In cytochrome c oxidase synthetic modeling studies, we recently reported a new mu-eta2:eta2-peroxo binding mode in the heteronuclear heme/copper complex [(2L)Fe(III)-(O2(2-))-CuII]+ (6) which is effected by tridentate copper chelation (J. Am. Chem. Soc. 2004, 126, 12716). To establish fundamental coordination and O2-reactivity chemistry, we have studied and describe here (i) the structure and dioxygen reactivity of the copper-free compound (2L)FeII (1), (ii) detailed spectroscopic properties of 6 in comparisons with those of known mu-eta2:eta1 heme-peroxo-copper complexes, (iii) formation of 6 from the reactions of [(2L)FeIICuI]+ (3) and dioxygen by stopped-flow kinetics, and (iv) reactivities of 6 with CO and PPh3. In the absence of copper, 1 serves as a myoglobin model compound possessing a pyridine-bound five-coordinate iron(II)-porphyrinate which undergoes reversible dioxygen binding.

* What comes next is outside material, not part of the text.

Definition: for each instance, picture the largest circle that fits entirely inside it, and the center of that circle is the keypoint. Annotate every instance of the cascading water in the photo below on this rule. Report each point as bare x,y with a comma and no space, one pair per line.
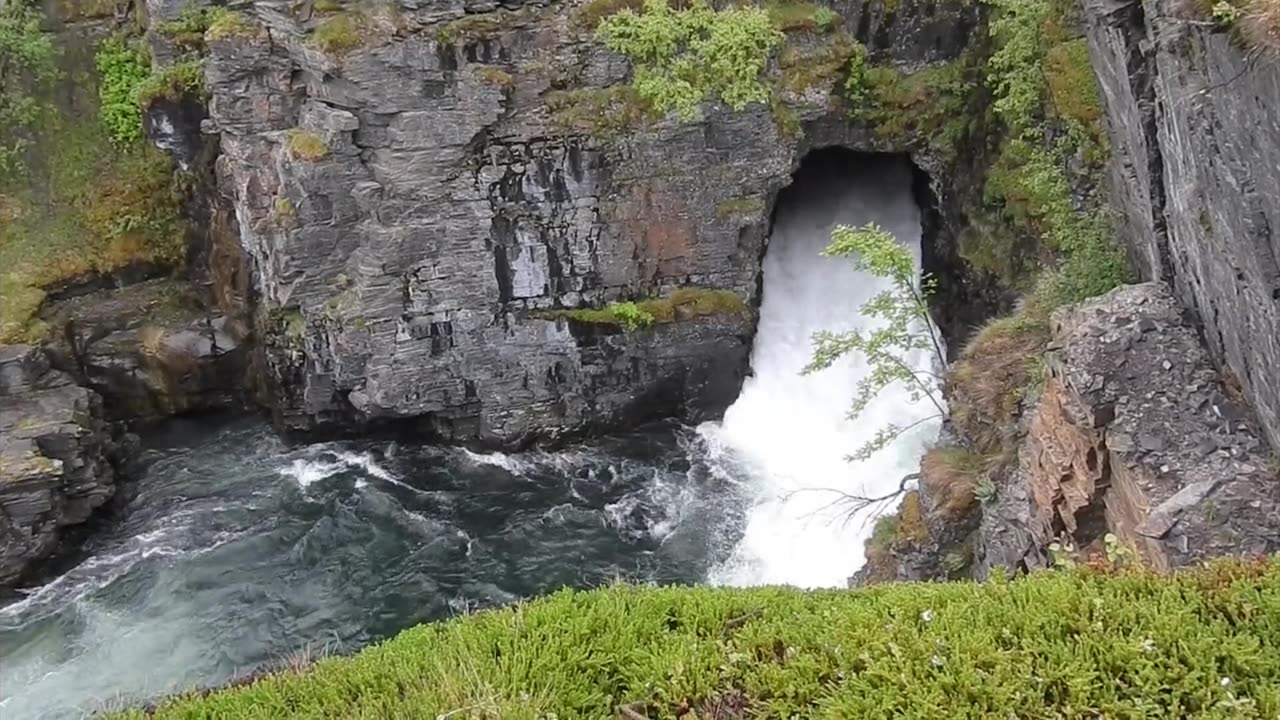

Oxygenation of 3 below -60 degrees C generates the heme-peroxo-copper complex 6 with strong antiferromagnetic coupling between high-spin iron(III) and copper(II) to yield an S = 2 spin system. Stopped-flow kinetics in CH2Cl2/6% EtCN show that dioxygen reacts with iron(II) first to form a heme-superoxide moiety, [(EtCN)(2L)FeIII-(O2-)...CuI(EtCN)]+ (5), which further reacts with Cu(I) to generate 6. Compared to those properties of a known mu-eta2:eta1-heme-peroxo-copper complex, 6 has a significantly diminished resonance Raman nu(O-O) stretching frequency at 747 cm(-1) and distinctive visible absorptions at 485, 541, and 572 nm, all of which seem to be characteristics of a mu-eta2:eta2-heme-peroxo-copper system. Addition of CO or PPh3 to 6 yields a bis-CO adduct of 3 or a PPh(3) adduct of 5, the latter with a remaining FeIII-(O2-) moiety.